Tuesday, July 5, 2011

Horrible thing to say Reply

by Carlos

My goodness! Steve touched the very heart and soul of a Stay at home dad. At least in my opinion. This has been a struggle for me for years and only now am I able to articulate what the struggle is.

Now, this is my opinion based on my experiences and some things that I've come across. I don't want to start a battle of the sexes, but "what is a man's role?" has been on my mind for a long time and it always includes the question "what is a woman's role?"

Ultimately, I believe I'm doing the right thing by staying at home with my daughters. My wife has had some pretty big dreams as a child and she is chasing them right now. I have had no such ambitions and so I am doing what my wife, and ultimately what the family, needs me to do. I am giving her the opportunity to chase down those dreams. And she has been successful, so I must be giving her what she needs.

However, that doesn't fulfill me. It's not satisfying. And now I see it; I have no goal. There is no end to this, no game winning shot, no end result. And I believe that men really aren't meant to raise children. There, I said it. BUT that is a VERY general statement. It is not a RULE. I simply don't believe that men are satisfied with nurturing children. AND, yes, I do believe that women ARE satisfied by it. Again, that is not a rule.

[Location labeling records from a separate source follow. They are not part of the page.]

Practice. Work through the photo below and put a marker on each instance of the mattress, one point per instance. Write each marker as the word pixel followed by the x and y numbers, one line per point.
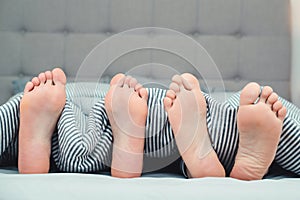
pixel 151 186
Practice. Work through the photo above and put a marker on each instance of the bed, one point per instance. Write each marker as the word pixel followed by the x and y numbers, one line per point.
pixel 249 40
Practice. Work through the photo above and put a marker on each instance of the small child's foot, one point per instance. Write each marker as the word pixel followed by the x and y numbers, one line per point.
pixel 186 108
pixel 126 107
pixel 42 103
pixel 259 126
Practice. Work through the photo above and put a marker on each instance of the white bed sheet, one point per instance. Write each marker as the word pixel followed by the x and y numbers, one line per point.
pixel 154 186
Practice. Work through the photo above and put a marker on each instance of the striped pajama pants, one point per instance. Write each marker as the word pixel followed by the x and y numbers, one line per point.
pixel 83 139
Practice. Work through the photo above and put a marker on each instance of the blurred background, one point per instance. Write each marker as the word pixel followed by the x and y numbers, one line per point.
pixel 249 40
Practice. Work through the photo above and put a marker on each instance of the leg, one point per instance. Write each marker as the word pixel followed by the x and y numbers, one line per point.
pixel 186 108
pixel 259 126
pixel 42 103
pixel 126 106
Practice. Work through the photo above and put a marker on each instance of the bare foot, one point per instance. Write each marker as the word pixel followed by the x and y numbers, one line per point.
pixel 126 107
pixel 186 108
pixel 42 103
pixel 259 126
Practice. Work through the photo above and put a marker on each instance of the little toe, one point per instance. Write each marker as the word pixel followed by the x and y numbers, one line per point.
pixel 177 79
pixel 42 77
pixel 175 87
pixel 265 93
pixel 48 75
pixel 127 81
pixel 249 94
pixel 272 99
pixel 28 87
pixel 168 103
pixel 143 93
pixel 277 106
pixel 59 76
pixel 117 80
pixel 133 82
pixel 171 94
pixel 137 87
pixel 282 113
pixel 190 81
pixel 35 81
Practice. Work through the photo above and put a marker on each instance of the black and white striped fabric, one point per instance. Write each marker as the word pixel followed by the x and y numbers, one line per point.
pixel 83 139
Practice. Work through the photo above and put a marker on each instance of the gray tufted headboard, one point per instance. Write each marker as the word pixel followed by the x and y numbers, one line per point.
pixel 248 39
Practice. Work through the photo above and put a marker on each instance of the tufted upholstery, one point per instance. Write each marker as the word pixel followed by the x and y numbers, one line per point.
pixel 248 39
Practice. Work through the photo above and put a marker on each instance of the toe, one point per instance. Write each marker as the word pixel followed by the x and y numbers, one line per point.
pixel 48 75
pixel 167 103
pixel 175 87
pixel 190 81
pixel 133 82
pixel 42 77
pixel 35 81
pixel 118 80
pixel 272 99
pixel 282 113
pixel 143 93
pixel 127 81
pixel 177 79
pixel 265 93
pixel 28 87
pixel 59 76
pixel 171 94
pixel 277 106
pixel 249 94
pixel 137 87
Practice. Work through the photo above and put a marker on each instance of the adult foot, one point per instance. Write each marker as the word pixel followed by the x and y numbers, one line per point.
pixel 259 124
pixel 126 107
pixel 42 103
pixel 186 108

I cannot say that I've come to the conclusion that ALL women must stay at home and ALL men must be career men. It's simply not my experience. But my experience does tell me that children should be reared by the parents. Hence, I am a stay at home dad. My experience tells me that THIS situation that I am in IS the best that it can be. However, for my own sanity, it cannot stay this way. And I do believe that my sanity is, at least in part, important for the family as well.

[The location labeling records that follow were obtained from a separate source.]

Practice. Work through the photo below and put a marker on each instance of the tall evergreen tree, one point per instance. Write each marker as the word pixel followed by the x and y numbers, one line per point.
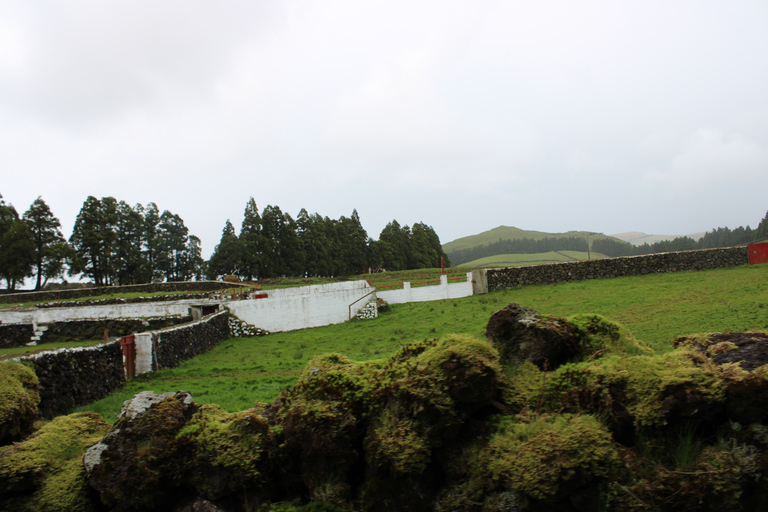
pixel 226 256
pixel 250 231
pixel 173 235
pixel 50 246
pixel 91 258
pixel 17 246
pixel 151 241
pixel 130 265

I've been praying like crazy for a while now about having a goal. And I see now that the Lord gives to me what I've been running from ever sense I stopped working; mine is to be a teacher. I'm trained in it. I've done it. I don't believe for a second that I'm very good at it. But, as scary as it seems to me that being a teacher is where I am headed, I'm very excited to have a goal. I believe that a goal is fulfilling to me, and I believe for all men. Even if we don't reach our goal, having one gives us a sense of direction and purpose. I know that can be said of every person who has a goal regardless of gender, but I do believe it's especially important for men.

I have no idea how long it'll be until I return to the classroom full time. But I'm satisfied that I can gain more skills and knowledge about teaching while I wait to get there. I hope my girls, if they are to get married, will have the luxury and the love to stay home if they have kids. I'm still sending them to college because I want them to fully choose to stay at home. I don't want them to feel that they have no choice. My mother stayed at home with me for 10 years and she is now extremely successful in her career. And so the same could be for my daughters, or even for me.

Once again, this is just my opinion based upon my experience and what I've come across.

1 comment:

  1. Someday my brother... You and I have to sit down with a few beers.